Collectively we are not very effective at critical thinking. For starters, we immediately jump to conclusions, the default reaction to new information. Daniel Kahneman explains this in his essential book Thinking, Fast and Slow. If the subject is not clear cut, take a bit of time to think more about it.
Most people don’t have a good grasp of probability; it is something scientists are specifically trained for. We think of “N,” the number of replications. An event happens, N = 1, and there is zero confidence in predicting future results. If the same event happens three times in a row, people automatically think “cause and effect.” That’s not good enough. When we do experiments, we try for at least 25 replications, and that only gives us around 95% confidence in the results; one time in 20 we will still be wrong. So the next time something unusual happens to you, think “N = 1” and be patient.
If the event is truly impressive or frightening we tend to give it more importance. Every time a plane goes down, we all shudder and wonder about the safety of flying. But your probability of dying in bulk commercial aircraft is one in seven million. You are 19 times more likely to die stepping into a car.
And perhaps the best example of skewed understanding of probabilities is nuclear power. Chernobyl, the result of clearly shoddy improper procedures, resulted in about sixty total deaths attributed to immediate blast effects, half of those occurring well after the event. Because dosages were so low, there is a lot of debate over possible subsequent cancer deaths, with no resolution possible because the radiation levels were so low that accurate damage prediction is impossible.
Fukushima also scared a lot of people, although there were no immediate radiation-caused deaths. Several dozen people died from evacuation stress-related events. Fifteen thousand died as a result of the earthquake and tsunami. Nuclear waste bothers a lot of people, although if you got your entire lifetime of electricity from nuclear power, the waste would be the size of a door knob (usually stored in pools of water on site at the moment).

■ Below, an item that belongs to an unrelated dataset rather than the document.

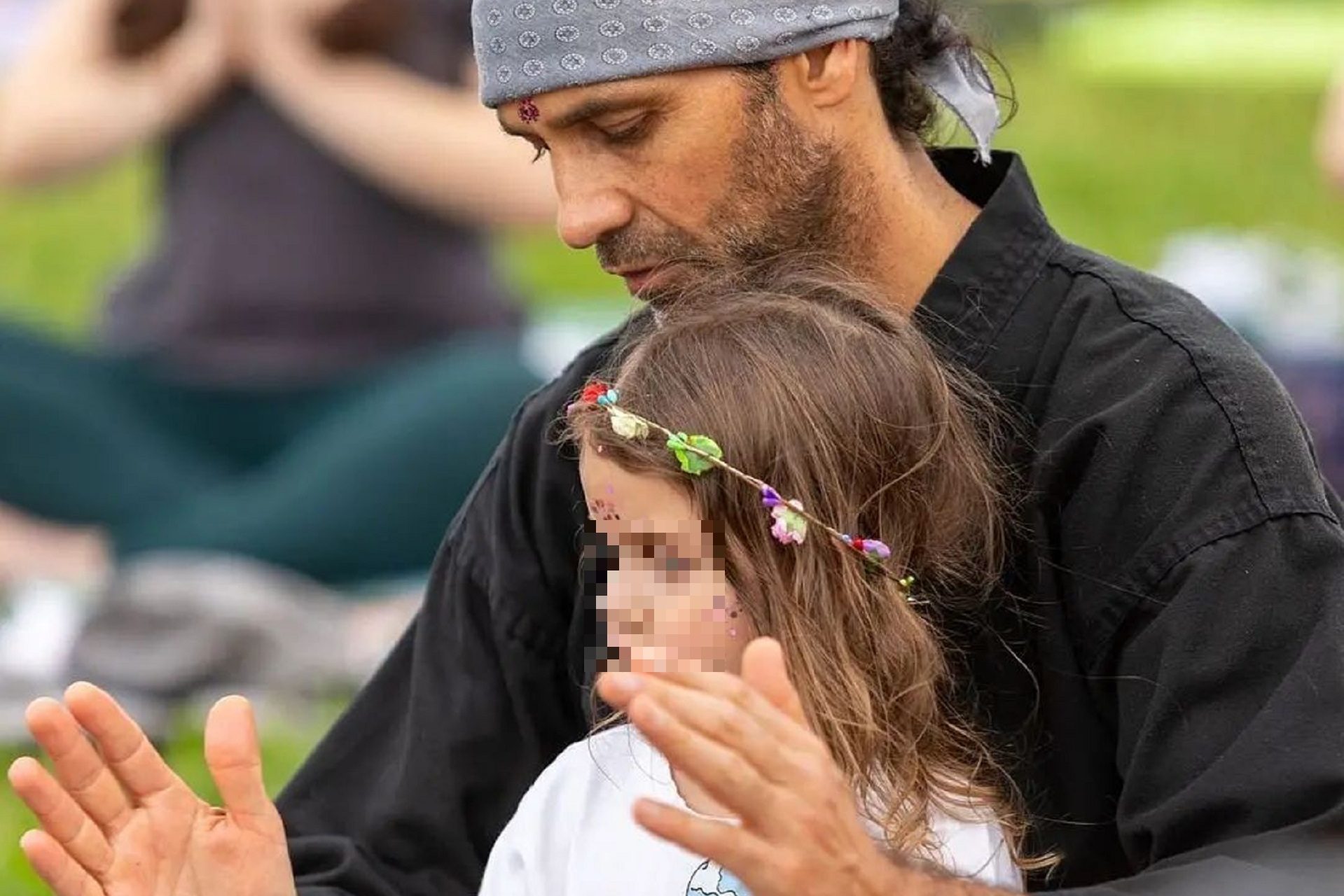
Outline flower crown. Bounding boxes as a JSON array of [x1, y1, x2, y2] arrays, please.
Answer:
[[567, 382, 915, 595]]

Nuclear has by far the lowest death rate of nonrenewable sources, and that is almost entirely due to mining accidents. It has prevented millions of pollution-related deaths and its footprint is far smaller than solar, wind, or hydroelectric.
But what about critical thinking in daily events? We all read the news in various formats and much of what we browse is either exaggerated or untrue. How to know? First, consider the source. A reputable news medium counts for a lot; if you get all your information from Fox (as my brother does), at best you’re getting shoddy information. Look at the source. Ideally it’s a publication from a reputable scientific or medical journal, or maybe from a doctor or scientist. If you’re doubtful, follow the money. It’s a climate denial from a person funded by Exxon? Ha. And if it’s completely undocumented and a conspiracy theory to boot, stop reading.
I still find it incredible that any rational person would believe Qanon… but then, they aren’t rational, are they?